Le secrétaire d’État états-unien, Rex Tillerson a rappelé
l’engagement du président Trump devant le Congrès de détruire Daesh et
non plus de le réduire comme l’affirmait l’administration Obama. Ce
faisant, il a placé sans débat les membres de la Coalition devant le
fait accompli.
Premier problème : comment les Européens en général et les
Britanniques en particulier pourront-ils sauver leurs jihadistes, s’il
ne s’agit plus de les déplacer, mais de les supprimer ?
Rex Tillerson, et le Premier ministre irakien, Haïder al-Abadi, ont rendu compte de la bataille de Mossoul. Malgré les satisfecit,
il est évident pour tous les experts militaires qu’elle ne sera pas
terminée avant de très longs mois. Car à Mossoul, chaque famille ou
presque a un de ses membres engagé dans Daesh.
Au plan militaire, la situation de Rakka est beaucoup plus simple.
Les jihadistes y sont des étrangers. Il convient donc prioritairement de
couper leur approvisionnement, puis de les séparer de la population
syrienne.
Deuxième problème : l’armée des États-Unis doit préalablement obtenir
l’autorisation du Congrès, puis de Damas, pour se déployer en
territoire syrien. Les généraux James Mattis (secrétaire à la Défense)

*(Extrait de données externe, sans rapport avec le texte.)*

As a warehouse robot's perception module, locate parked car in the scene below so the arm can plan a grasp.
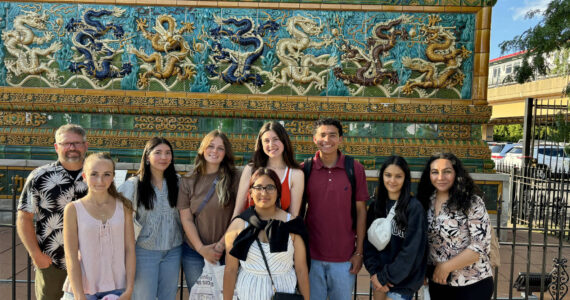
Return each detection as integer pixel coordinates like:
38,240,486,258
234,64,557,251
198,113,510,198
504,144,570,173
489,143,518,166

et John Dunford (chef d’état major interarmées) ont tenté de convaincre
les parlementaires, mais ce n’est pas gagné. Il faudra alors négocier
avec Damas et donc clarifier ce qui doit l’être.
À la question des Européens sur ce que Washington ferait de Rakka
libérée, Rex Tillerson a étrangement répondu qu’il y ferait revenir la
population déplacée ou réfugiée. Les Européens en ont conclu que cette
population étant massivement favorable à Damas, Washington a l’intention
de restituer ce territoire à la République arabe syrienne.[1]
Prenant la parole, le ministre des Affaires étrangères portugais,
Augusto Santos Silva, a souligné que cette proposition allait à
l’encontre de ce qui avait été décidé précédemment. Les Européens ont le
devoir moral, a-t-il souligné, de poursuivre leur effort de protection
envers les réfugiés qui ont fui la « dictature sanguinaire ». Or, même
libérée, Rakka ne sera pas une zone sûre, du fait de l’armée arabe
syrienne qui serait pire que Daesh.
Le choix par les Européens de confier cette intervention au Portugal
n’est pas neutre. L’ancien Premier ministre portugais dont Santos Silva a
été ministre, António Guterres, est l’ancien haut-commissaire pour les
Réfugiés et l’actuel secrétaire-général de l’Onu. Il avait été aussi
président de l’Internationale socialiste, une organisation entièrement
contrôlée par Hillary Clinton et Madeleine Albright. Bref, il est
aujourd’hui le paravent de Jeffrey Feltman à l’Onu et du clan
belliciste.
Troisième problème : libérer Rakka de Daesh, certes, mais, selon les
Européens, pas pour la restituer à Damas. D’où la surenchère française.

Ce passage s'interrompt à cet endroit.